Profile – Scams Awareness Week – HDR student – Rebecca Layt

This year’s Australian Competition & Consumer Commission (ACCC) and Scams Awareness Network’s (SAN) Scams Awareness Week is being held this week from 8 – 12 November 2021.

The theme for this year is let’s talk scams, to encourage all Australians to talk about scams with family, friends, and colleagues to raise awareness, educate, and empower consumers to protect themselves.

ACCC’s Scamwatch reported that Australians lost $176.1 million to scams last year, up by 23.1 per cent from 2019. Statistics like these provide a good reminder that scams are ongoing, very active, and are becoming more sophisticated.

Today we would like to profile a PhD student researching in the area of fraud and cybercrime.

Rebecca Layt is a current PhD candidate in the School of Justice, interested in all things fraud and cyber crime. She completed her dual Bachelor of Psychology and Bachelor Justice, achieving first class honours in 2020. Her research interests include ransomware, digital vigilantism, and online fraud. This has informed her most recent publication, co-authored with Associate Professor Cassandra Cross, titled “I suspect that the pictures are stolen: Romance Fraud, Identity Crime, and Responding to Suspicions of Inauthentic Identities” (2021).

Rebecca’s current PhD project is investigating the range of motivations behind individuals engaging in catfishing, the practice of fabricating online identities on social media.
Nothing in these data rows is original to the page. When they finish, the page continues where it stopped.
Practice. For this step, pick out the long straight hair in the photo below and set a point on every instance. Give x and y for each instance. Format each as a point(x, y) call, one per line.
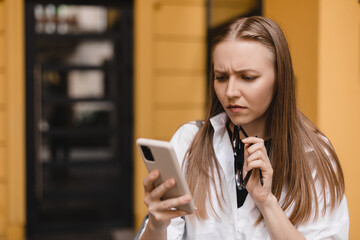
point(298, 146)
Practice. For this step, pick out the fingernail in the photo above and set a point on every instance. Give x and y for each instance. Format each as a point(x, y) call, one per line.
point(187, 198)
point(171, 182)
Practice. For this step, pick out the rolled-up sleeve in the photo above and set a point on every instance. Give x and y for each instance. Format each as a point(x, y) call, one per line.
point(175, 230)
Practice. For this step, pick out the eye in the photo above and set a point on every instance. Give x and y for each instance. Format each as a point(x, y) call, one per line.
point(248, 78)
point(221, 78)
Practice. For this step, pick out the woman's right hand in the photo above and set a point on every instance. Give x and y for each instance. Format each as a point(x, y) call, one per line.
point(162, 211)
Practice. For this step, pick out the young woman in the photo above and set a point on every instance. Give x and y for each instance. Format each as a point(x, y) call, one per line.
point(257, 168)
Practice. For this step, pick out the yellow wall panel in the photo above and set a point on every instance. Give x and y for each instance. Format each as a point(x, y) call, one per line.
point(180, 20)
point(2, 163)
point(2, 126)
point(180, 56)
point(167, 121)
point(2, 14)
point(2, 88)
point(180, 89)
point(339, 92)
point(181, 2)
point(2, 210)
point(2, 50)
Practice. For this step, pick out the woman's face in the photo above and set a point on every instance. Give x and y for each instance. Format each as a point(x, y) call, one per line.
point(244, 82)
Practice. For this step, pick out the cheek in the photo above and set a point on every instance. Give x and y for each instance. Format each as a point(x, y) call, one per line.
point(218, 91)
point(263, 95)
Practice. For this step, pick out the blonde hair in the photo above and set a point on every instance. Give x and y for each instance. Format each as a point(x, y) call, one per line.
point(291, 132)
Despite recent media depictions of catfishing, such as Netflix’s Clickbait (2021) and Love Hard (2021), little is known about why individuals engage in deliberate deception online, particularly when no financial incentive is present.

The project aims to provide a stronger understanding of motivations behind catfishing and gain insight into the range of tactics used to develop fraudulent relationships online.